The WCTU, Temperance, and Prohibition
The American Temperance MovementThe American temperance movement marks its beginning with the publication in 1784 of Dr. Benjamin Rush's pamphlet "An Inquiry into the Effects of Ardent Spirits Upon the Human Body and Mind." In 1813, the Society for the Suppression of Intemperance, the first society for the promotion of temperance, was founded in Massachusetts. The movement initially did not promote abstinence, but emphasized moderation in consumption of alcohol, and mostly concerned itself with the consumption of distilled liquors, not beer and wine.
With the expansion of industrialization and the market economy, the rapid growth of cities and towns in the 1840's, and the increase in immigration, Americans increasingly feared the loss of the cohesive and restraining nature of their communities. The temperance movement grew as a response to this rapid change as many Americans sensed a need to reestablish order and self-discipline.
From the 1820's to the Civil War the American temperance movement flourished with many national organizations founded and various methods employed to encourage personal abstinence. The primary method involved "moral suasion" which emphasized personal change through religious conviction, but gradually the movement turned to legislative measures to establish control over the distribution and sale of alcohol. The movement was predominately middle class, Protestant, and based in small towns and cities throughout the northern regions of the country. With the advent of the Civil War, the nation turned its attention to the struggle over slavery. The temperance movement did not return to national consciousness until the 1870s with the growth of the women’s temperance movement.
The Women’s Temperance MovementIn the winter of 1873-74, the largest mass movement of women the country had ever seen occurred in small towns and cities throughout the Midwest. Beginning in Ohio, thousands of women took to the streets protesting the sale of beer and alcohol in the saloons of their towns in what became known as the Crusade. They were reacting to a climate of greatly increased consumption of alcohol and the pressure of economic forces outside their control. The brewery and distilling businesses had grown to be national industries, and they had begun using national methods and influence to continue this growth. Throughout the winter, regular prayer meetings and protests took place, and the women succeeded in persuading thousands of saloon owners to shut down their businesses.
The National Woman's Christian Temperance Union (WCTU) was founded in November 1874 to ensure that the gains of the Crusade would have lasting influence. The WCTU institutionalized, nationalized and expanded on the methods of the Crusade. Initially this new development in the temperance movement returned to the method of "moral suasion" and invoked the moral authority of women to create individual and local change. Women formed local unions, and employed prayer meetings, the signing of temperance pledges, visits to homes and saloons, and personal contact with drinkers.

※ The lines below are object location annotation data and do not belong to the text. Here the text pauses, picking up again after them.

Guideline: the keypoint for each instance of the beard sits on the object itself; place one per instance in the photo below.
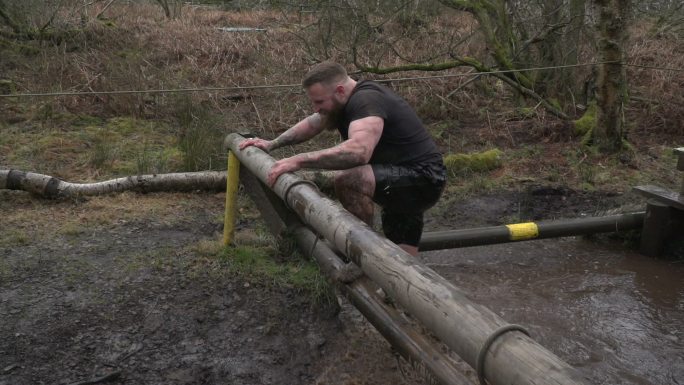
(333, 118)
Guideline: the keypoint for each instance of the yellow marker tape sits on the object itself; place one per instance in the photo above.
(520, 231)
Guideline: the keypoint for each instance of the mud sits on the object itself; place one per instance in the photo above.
(129, 298)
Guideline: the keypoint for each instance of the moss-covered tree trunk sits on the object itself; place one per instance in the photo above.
(612, 79)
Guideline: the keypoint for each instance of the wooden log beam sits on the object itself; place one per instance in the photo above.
(47, 186)
(511, 358)
(410, 343)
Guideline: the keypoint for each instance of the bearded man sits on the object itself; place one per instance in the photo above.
(386, 156)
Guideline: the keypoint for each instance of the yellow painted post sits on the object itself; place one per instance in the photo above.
(232, 179)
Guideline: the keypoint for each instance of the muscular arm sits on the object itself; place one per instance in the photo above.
(300, 132)
(364, 135)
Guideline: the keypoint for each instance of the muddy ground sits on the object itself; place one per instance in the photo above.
(114, 289)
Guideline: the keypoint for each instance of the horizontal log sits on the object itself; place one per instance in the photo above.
(513, 358)
(50, 187)
(451, 239)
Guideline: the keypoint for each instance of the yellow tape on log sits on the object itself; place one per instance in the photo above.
(520, 231)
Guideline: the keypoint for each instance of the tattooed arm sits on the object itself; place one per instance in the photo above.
(300, 132)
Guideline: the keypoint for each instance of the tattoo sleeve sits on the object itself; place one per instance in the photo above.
(297, 133)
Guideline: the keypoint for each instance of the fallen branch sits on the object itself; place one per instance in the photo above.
(49, 187)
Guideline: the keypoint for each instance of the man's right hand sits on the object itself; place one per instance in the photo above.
(256, 142)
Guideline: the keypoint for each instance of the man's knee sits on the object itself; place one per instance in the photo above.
(353, 180)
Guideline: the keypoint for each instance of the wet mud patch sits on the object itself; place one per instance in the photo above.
(128, 295)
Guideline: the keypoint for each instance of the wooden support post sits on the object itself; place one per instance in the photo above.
(680, 166)
(232, 184)
(655, 230)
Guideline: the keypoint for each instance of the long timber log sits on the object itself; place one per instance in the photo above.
(412, 345)
(439, 240)
(501, 354)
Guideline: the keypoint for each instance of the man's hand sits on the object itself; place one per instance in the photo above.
(256, 142)
(280, 167)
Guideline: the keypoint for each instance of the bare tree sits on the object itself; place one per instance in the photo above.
(612, 92)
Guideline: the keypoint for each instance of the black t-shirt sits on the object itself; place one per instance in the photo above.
(405, 141)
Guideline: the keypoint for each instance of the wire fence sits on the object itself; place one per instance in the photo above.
(281, 86)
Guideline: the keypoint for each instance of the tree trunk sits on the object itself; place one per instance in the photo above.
(49, 187)
(612, 79)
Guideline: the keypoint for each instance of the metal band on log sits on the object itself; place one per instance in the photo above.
(461, 324)
(450, 239)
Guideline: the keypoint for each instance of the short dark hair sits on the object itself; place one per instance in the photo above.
(327, 72)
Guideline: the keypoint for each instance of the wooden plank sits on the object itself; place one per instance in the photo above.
(666, 196)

In 1879, the Union elected its second president, Frances E. Willard. Willard broadened the WCTU's methods and its program for reform. The WCTU began working to reform labor laws, child welfare laws, and age of consent laws, and advocated for prison reform, temperance education in schools, and woman suffrage. They did all this while continuing to seek individual commitments to personal abstinence, and legislative mandates for local, state, and national prohibition. Willard called this wide program of reform her "Do Everything" policy and under her leadership the WCTU grew to be the largest organization of women in the 19th century.
The World's WCTUIdeas were circulating for an International Women’s Temperance Union as early as 1875, until in 1883 Willard formally called for the formation of the World WCTU and outlined the goals of the new organization under the slogan “For God and Home and Every Land.” Margaret Bright Lucas was appointed president in 1884, but the work of the WWCTU was limited due to its loose organizational structure and far flung workers. It was not until 1891 that the WWCTU was formally organized and held its first convention. Willard was appointed president at this time and, as in the U.S., the WWCTU began to grow dramatically under her leadership.
One of the largest and most influential of the World WCTUs was the British Woman’s Temperance Association (BWTA). In 1891 Isabel Somerset was elected President of the BWTA. Somerset later became a close friend and colleague of Frances Willard, and Willard spent a lot of time at Somerset’s homes in England in the early years of her presidency of the World WCTU. It was from England that Willard and Somerset began mapping the outlines and strategizing the growth of this new international organization.